18. Pretty Woman works because the movie just lets Richard Gere and Julia Roberts hang out. The first half-hour of the movie is mostly just long conversations between Gere and Roberts. “Conversations” are what happened in movies before hijinks took over. Half of the movie feels like it’s just Roberts and Gere talking around his sweet penthouse. Rom-coms eventually hyperbolized into a genre where two obnoxious people who hate each other argue themselves into love. As fantastical as Gere and Roberts might be, there’s just so much valuable real estate given over to them talking, flirting, getting angry, making up, having actual conversations about their past.
19. We need more pianos in movies. Between Pretty Woman and The Fabulous Baker Boys, the ’89-’90 nexus was a prime moment for sexy piano scenes. Like, We Are Your Friends might actually be a better movie if you digitally replace all the turntables with pianos.
20. We also need more of Julia Roberts’ laugh. Serious question, though: Did Roberts-as-Vivian invent the Manic Pixie Dream Girl? She’s both innocent and experienced, capable of calling out the lead male character BUT ALSO devoted to fixing him from a successful sad person into a successful happy person. If there was just one scene where Roberts played Gere, like, a Stone Roses cassette…
21. Hector Elizondo is God. Literally though, I think his hotel manager is the movie’s manifestation of some higher power. He’s like the angelic counterpoint to the ghosts in The Shining. Has anyone conceived a unified theory for Hector Elizondo yet? Is he, like, the Nick Fury of the Garry Marshall-verse?
22. Holy crap, Laura San Giacomo maybe voiced Gina Carano in Haywire? Sorry, sorry, brief tangent, but this is some serious high-level film nerd gossip that I have never heard before and will henceforth repeat ad infinitum. #LSG4Life #LSGShouldDubAllActors
23. All romantic comedies should be rated R. Or anyhow, that would make romantic comedies much better and more interesting. The sexual politics of Pretty Woman are so upfront outrageous that the only way to make the movie today would be to gender-swap the leads. But that’s true of most romantic comedies — and maybe true of most actual real-life romance. The thing Pretty Woman has going for it is that most post-Pretty Woman pretenders live in a PG-13 world of hugs and kisses and not an actual world of human sexual activity. But Pretty Woman does not shy away from the fact that, like, Julia Roberts and Richard Gere are having all kinds of wild sex while gradually falling in love.
24. Actually, the movie really does live up to its central premise of being old-fashioned and modern. The whole “I don’t kiss on the lips” thing is a weird running thing in the movie, and it feels like a weird attempt to give some sense of agency to a character who is, after all, spending the entire movie getting paid by a wealthy supervillain to satisfy his every need.

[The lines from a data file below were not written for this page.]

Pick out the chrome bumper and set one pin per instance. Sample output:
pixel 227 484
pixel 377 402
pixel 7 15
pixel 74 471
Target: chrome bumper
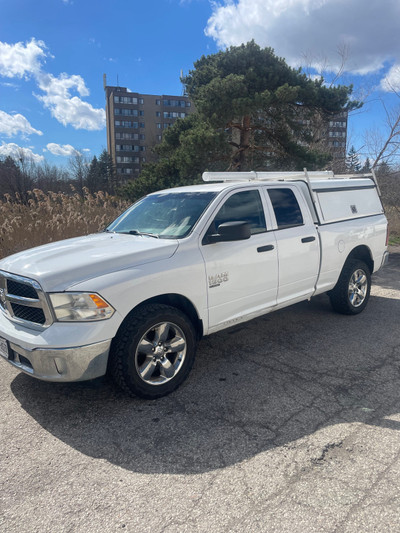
pixel 61 364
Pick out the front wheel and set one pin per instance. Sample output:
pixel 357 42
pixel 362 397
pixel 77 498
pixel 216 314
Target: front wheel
pixel 154 351
pixel 351 293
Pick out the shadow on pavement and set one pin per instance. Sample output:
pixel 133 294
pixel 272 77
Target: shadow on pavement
pixel 266 384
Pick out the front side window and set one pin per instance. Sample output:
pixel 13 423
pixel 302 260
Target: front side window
pixel 243 206
pixel 286 208
pixel 163 215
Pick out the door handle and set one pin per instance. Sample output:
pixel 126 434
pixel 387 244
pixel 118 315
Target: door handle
pixel 266 248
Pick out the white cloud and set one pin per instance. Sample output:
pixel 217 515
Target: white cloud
pixel 11 125
pixel 63 150
pixel 17 152
pixel 68 109
pixel 391 82
pixel 19 59
pixel 313 28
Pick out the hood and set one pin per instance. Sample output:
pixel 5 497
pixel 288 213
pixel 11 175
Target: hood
pixel 59 265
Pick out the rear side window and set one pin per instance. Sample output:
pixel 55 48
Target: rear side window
pixel 245 206
pixel 286 208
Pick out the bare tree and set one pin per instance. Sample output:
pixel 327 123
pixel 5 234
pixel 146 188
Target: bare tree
pixel 79 167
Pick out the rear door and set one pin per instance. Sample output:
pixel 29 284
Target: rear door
pixel 242 275
pixel 297 243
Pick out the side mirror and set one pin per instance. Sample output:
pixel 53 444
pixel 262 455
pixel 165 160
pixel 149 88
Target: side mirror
pixel 231 231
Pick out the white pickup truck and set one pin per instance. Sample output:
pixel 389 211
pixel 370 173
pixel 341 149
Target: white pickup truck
pixel 186 262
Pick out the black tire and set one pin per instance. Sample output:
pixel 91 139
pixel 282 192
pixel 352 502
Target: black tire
pixel 153 352
pixel 351 293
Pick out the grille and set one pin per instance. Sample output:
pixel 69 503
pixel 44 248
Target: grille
pixel 23 300
pixel 31 314
pixel 20 289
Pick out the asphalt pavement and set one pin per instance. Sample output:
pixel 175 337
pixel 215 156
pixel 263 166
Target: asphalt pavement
pixel 289 423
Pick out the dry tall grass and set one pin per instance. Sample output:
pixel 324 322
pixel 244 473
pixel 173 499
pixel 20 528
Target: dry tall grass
pixel 52 217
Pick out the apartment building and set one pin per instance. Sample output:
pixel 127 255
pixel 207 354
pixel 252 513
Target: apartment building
pixel 135 124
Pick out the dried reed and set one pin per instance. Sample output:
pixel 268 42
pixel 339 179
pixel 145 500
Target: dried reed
pixel 53 216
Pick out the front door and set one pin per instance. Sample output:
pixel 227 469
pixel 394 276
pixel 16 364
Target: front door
pixel 242 276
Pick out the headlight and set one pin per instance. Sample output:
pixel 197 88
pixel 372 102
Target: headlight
pixel 80 307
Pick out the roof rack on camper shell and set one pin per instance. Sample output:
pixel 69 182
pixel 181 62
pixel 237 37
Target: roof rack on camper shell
pixel 286 176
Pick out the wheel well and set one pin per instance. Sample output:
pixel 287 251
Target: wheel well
pixel 179 302
pixel 363 253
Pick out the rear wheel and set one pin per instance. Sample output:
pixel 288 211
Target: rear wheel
pixel 154 351
pixel 351 293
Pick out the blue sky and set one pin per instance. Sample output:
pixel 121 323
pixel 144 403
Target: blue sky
pixel 53 54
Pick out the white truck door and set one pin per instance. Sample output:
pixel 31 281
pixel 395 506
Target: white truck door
pixel 297 244
pixel 242 276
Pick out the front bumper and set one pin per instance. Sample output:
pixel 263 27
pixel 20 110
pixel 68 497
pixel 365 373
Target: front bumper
pixel 385 259
pixel 61 364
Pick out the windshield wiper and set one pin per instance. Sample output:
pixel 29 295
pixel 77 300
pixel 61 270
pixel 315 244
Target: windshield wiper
pixel 141 233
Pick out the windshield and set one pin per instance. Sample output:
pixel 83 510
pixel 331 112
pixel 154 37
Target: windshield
pixel 165 215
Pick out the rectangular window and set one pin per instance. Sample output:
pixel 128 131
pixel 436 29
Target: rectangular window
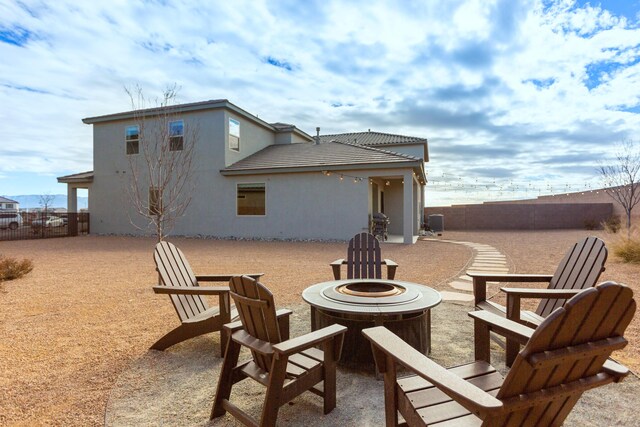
pixel 251 199
pixel 154 201
pixel 234 135
pixel 132 138
pixel 176 135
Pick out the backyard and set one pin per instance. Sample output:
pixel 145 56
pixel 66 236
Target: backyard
pixel 86 313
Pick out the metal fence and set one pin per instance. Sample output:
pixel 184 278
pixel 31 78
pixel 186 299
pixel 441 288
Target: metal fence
pixel 43 225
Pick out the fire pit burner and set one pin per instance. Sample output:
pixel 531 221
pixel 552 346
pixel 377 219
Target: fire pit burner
pixel 402 307
pixel 370 289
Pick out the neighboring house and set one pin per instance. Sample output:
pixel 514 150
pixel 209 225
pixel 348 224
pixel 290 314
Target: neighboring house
pixel 262 180
pixel 8 204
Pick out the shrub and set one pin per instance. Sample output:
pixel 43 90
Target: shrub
pixel 11 268
pixel 612 224
pixel 628 248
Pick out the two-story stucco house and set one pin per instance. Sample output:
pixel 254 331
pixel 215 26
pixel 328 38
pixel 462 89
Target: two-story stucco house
pixel 264 180
pixel 8 204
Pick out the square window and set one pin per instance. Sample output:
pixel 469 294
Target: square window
pixel 234 135
pixel 251 199
pixel 176 135
pixel 132 138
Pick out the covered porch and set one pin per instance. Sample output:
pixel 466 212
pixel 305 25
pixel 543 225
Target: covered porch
pixel 82 180
pixel 400 196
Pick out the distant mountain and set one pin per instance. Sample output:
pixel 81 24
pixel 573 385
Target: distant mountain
pixel 59 201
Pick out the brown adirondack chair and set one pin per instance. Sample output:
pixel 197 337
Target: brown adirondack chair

But viewed from the year 2015, when the whole practice of romantic comedy has been generally banished from the multiplex, it’s possible to appreciate how Pretty Woman manages to be “modern” (in the sense that people have sex before they fall in love) and old-fashioned (in the sense that the moment of falling in love is captured onscreen as the First Kiss).
25. Also, someone should remake Pretty Woman today and gender-swap the leads. I see Rooney Mara as Richard Gere and Joseph Gordon-Levitt as Julia Roberts.